The New(?) Ironic Imagination

A discord interlocutor asked for some help the other day understanding Michael Saler's concept of "ironic imagination," a kind of process that occurred in the late 19th and early 20th centuries where the forms of modern, scientific literature were used to lend credence to fantastical and supernatural ideas: think books like Doyle's "The Lost World" and Lovecraft's "At the Mountains of Madness", which ape the travelogues of researcher-explorers like Charles Darwin, or the linguistic/historic worldbuilding of Tolkien.

It dawned on me that recently I've seen something similar in the books I've been reading by authors like Lu Qiucha and Kusano Gengen, speculative fiction authors who occasionally include "reference" sections at the end of their stories with lists of books or scientific articles that, one would assume, were influential on the stories themselves.

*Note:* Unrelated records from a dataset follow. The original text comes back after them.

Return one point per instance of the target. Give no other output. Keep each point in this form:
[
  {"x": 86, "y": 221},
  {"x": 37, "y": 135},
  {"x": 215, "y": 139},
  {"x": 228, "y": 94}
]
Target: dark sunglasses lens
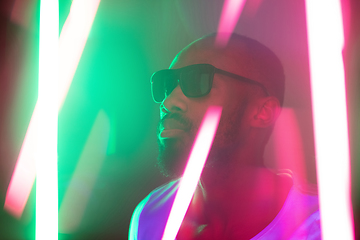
[
  {"x": 163, "y": 83},
  {"x": 196, "y": 82}
]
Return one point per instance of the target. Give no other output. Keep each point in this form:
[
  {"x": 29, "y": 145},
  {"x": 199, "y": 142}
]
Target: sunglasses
[{"x": 195, "y": 81}]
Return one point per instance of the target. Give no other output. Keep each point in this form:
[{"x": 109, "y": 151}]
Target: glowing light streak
[
  {"x": 229, "y": 17},
  {"x": 326, "y": 40},
  {"x": 47, "y": 123},
  {"x": 192, "y": 171},
  {"x": 77, "y": 195},
  {"x": 71, "y": 45}
]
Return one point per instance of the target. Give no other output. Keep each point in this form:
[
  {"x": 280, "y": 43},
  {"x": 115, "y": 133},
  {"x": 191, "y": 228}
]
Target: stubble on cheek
[{"x": 174, "y": 152}]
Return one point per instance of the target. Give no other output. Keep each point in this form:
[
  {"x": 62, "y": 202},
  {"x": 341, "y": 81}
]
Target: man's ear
[{"x": 267, "y": 111}]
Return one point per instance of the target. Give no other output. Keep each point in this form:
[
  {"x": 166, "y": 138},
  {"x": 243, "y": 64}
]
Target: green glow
[
  {"x": 47, "y": 123},
  {"x": 77, "y": 195}
]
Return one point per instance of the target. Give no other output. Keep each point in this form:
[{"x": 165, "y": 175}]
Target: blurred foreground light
[
  {"x": 326, "y": 41},
  {"x": 71, "y": 45},
  {"x": 192, "y": 172},
  {"x": 229, "y": 17},
  {"x": 47, "y": 123}
]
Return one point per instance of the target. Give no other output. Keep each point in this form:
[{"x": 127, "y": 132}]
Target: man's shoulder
[{"x": 150, "y": 215}]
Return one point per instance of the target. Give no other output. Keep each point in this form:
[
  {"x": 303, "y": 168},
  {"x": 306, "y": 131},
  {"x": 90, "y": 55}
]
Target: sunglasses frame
[{"x": 212, "y": 70}]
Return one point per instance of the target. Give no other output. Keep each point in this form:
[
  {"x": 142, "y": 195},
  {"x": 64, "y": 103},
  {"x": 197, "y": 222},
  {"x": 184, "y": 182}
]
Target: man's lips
[{"x": 171, "y": 127}]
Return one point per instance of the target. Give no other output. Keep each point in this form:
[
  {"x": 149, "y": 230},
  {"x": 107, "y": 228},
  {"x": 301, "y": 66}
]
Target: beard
[{"x": 174, "y": 152}]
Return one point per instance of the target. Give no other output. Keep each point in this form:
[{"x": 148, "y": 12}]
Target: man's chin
[{"x": 172, "y": 158}]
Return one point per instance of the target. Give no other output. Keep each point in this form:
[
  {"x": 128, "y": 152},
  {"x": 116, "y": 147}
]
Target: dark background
[{"x": 128, "y": 41}]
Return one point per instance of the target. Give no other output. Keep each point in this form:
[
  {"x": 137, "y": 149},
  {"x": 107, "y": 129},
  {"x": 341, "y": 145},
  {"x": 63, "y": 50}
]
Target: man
[{"x": 237, "y": 197}]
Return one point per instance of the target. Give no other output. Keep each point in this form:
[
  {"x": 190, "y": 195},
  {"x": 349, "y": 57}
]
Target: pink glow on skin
[
  {"x": 326, "y": 42},
  {"x": 192, "y": 172},
  {"x": 289, "y": 153},
  {"x": 71, "y": 45},
  {"x": 229, "y": 17}
]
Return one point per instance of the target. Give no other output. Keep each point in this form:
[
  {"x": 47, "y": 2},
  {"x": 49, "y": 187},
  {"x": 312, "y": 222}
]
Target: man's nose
[{"x": 176, "y": 101}]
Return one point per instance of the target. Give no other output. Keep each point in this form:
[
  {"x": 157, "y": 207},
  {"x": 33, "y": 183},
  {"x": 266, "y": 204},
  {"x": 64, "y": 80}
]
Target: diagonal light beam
[
  {"x": 326, "y": 42},
  {"x": 192, "y": 172},
  {"x": 229, "y": 17},
  {"x": 47, "y": 123},
  {"x": 72, "y": 41}
]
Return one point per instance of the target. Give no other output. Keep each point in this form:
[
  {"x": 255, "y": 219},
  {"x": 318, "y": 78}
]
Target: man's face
[{"x": 180, "y": 116}]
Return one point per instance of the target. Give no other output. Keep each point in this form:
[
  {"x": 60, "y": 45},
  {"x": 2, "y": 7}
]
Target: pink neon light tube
[
  {"x": 326, "y": 40},
  {"x": 71, "y": 45},
  {"x": 192, "y": 171},
  {"x": 229, "y": 17}
]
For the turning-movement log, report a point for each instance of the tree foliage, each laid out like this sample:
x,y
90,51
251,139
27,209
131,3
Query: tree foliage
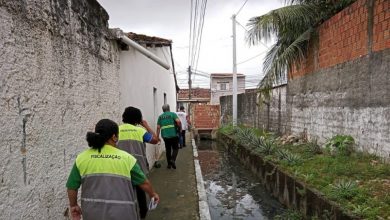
x,y
293,27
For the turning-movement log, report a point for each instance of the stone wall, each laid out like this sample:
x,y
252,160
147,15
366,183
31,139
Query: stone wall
x,y
291,192
270,115
59,76
344,86
205,116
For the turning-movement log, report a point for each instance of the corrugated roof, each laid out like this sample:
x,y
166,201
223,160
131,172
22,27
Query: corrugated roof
x,y
215,75
149,40
196,93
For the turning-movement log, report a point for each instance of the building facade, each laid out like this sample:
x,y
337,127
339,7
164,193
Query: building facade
x,y
221,84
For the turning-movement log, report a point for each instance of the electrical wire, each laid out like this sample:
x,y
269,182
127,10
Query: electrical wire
x,y
241,7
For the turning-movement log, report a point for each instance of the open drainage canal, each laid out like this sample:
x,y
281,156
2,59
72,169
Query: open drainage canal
x,y
233,192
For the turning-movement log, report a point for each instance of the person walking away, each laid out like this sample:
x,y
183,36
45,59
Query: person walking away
x,y
169,124
106,175
184,119
132,139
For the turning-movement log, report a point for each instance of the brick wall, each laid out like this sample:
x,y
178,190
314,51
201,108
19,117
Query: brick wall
x,y
206,116
344,86
381,39
350,34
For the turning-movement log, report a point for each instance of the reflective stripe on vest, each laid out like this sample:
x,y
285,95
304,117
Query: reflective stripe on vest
x,y
138,150
167,126
107,191
131,140
131,132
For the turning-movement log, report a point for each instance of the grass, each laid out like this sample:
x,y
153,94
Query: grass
x,y
359,182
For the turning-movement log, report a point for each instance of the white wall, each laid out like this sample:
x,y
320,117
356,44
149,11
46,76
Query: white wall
x,y
216,93
138,76
58,77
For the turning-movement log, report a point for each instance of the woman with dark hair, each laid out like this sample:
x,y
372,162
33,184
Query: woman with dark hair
x,y
133,135
107,175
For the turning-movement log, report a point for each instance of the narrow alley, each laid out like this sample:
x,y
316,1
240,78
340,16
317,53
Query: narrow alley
x,y
285,104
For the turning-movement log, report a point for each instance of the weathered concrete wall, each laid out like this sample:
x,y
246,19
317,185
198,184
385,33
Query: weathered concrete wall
x,y
351,98
58,77
206,116
344,85
283,186
271,115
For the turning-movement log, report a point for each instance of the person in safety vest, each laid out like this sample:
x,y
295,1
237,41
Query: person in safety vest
x,y
170,127
185,121
132,139
107,175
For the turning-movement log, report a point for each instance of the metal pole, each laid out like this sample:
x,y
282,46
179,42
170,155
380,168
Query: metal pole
x,y
189,83
189,92
234,72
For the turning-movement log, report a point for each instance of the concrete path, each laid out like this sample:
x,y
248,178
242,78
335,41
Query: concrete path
x,y
177,188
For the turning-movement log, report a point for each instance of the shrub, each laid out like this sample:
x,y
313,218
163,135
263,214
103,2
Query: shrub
x,y
340,145
344,190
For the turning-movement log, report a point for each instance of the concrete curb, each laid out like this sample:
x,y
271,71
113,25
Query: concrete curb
x,y
204,211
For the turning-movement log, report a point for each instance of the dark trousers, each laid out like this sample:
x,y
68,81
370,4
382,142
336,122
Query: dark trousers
x,y
183,136
171,148
142,203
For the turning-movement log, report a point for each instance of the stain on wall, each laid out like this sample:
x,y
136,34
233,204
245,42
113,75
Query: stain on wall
x,y
59,76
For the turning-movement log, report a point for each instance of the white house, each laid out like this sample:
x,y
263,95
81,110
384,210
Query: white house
x,y
147,85
221,84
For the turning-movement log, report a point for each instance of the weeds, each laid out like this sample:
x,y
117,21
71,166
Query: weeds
x,y
330,170
344,190
340,145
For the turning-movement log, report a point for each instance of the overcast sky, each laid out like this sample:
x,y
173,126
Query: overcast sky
x,y
170,19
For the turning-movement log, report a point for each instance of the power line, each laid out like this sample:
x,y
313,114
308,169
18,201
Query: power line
x,y
251,58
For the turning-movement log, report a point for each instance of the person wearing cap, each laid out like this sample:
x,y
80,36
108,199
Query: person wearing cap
x,y
184,119
106,175
169,124
133,134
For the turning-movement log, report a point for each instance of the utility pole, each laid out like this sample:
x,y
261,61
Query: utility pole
x,y
189,90
189,83
234,72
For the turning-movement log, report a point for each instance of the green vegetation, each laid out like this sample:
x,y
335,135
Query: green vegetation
x,y
358,181
293,27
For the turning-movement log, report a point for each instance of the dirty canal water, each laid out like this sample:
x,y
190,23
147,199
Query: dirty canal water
x,y
232,190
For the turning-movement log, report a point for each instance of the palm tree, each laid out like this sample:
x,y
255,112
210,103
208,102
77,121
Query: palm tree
x,y
293,27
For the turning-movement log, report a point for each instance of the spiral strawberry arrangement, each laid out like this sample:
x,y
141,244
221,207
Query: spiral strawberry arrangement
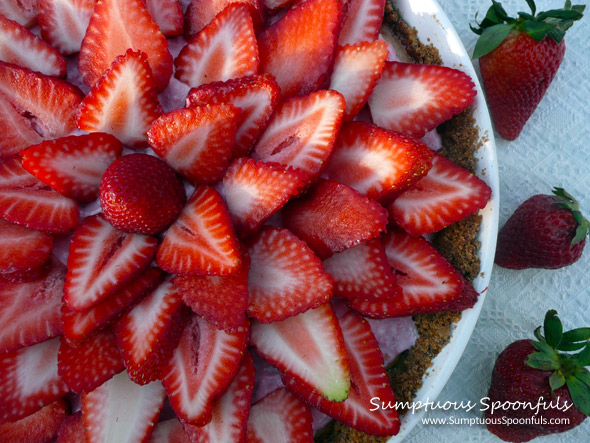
x,y
266,200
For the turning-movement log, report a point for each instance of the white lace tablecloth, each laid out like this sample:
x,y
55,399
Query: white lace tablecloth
x,y
553,150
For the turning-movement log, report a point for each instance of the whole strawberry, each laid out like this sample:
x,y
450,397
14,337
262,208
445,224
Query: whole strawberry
x,y
140,193
536,389
545,231
518,58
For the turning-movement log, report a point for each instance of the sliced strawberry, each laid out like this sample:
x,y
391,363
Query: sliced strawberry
x,y
414,99
362,21
356,72
302,131
49,104
280,416
221,300
73,165
375,162
286,278
91,363
63,23
79,325
368,381
224,49
29,380
256,95
115,27
22,250
197,142
148,333
230,411
168,16
309,347
21,47
202,239
254,191
123,102
102,260
446,195
202,368
333,217
30,311
299,48
122,411
39,427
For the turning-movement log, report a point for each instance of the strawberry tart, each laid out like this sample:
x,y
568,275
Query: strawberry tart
x,y
222,221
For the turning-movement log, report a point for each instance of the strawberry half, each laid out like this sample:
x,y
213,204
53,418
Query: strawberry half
x,y
298,50
256,95
302,131
102,260
447,194
333,217
202,369
63,23
414,99
196,142
73,165
21,47
368,381
123,102
225,48
202,239
375,162
254,191
115,27
285,277
314,355
280,416
91,363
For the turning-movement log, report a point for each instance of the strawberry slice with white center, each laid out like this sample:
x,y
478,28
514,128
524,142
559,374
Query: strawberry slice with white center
x,y
122,411
91,363
368,381
73,165
50,104
362,21
196,142
333,217
309,347
115,27
30,312
298,50
102,260
280,416
202,368
123,102
362,272
375,162
149,332
356,72
202,240
446,195
285,278
302,132
230,411
226,48
414,99
77,326
21,47
254,191
29,380
63,23
256,95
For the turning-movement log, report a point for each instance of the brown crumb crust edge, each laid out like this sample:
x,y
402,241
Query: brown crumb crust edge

Before, I just found these lists a bit quirky, but after discovering Saler's theory, it's hard not to read them in the same "ironic" vein. I'm not sure contemporary readers need ironic imagination to pierce the hardened shell of modernist thinking that prevents them from contacting the fantastic (I doubt it was actually necessary a century ago either); in fact, I don't know what the concrete "effect" of thinking about these works in this way even is. But it's a little wild how a theory that I learned about yesterday, through skimming an essay to summarise it for someone else, is now inevitably going to shape the way I read.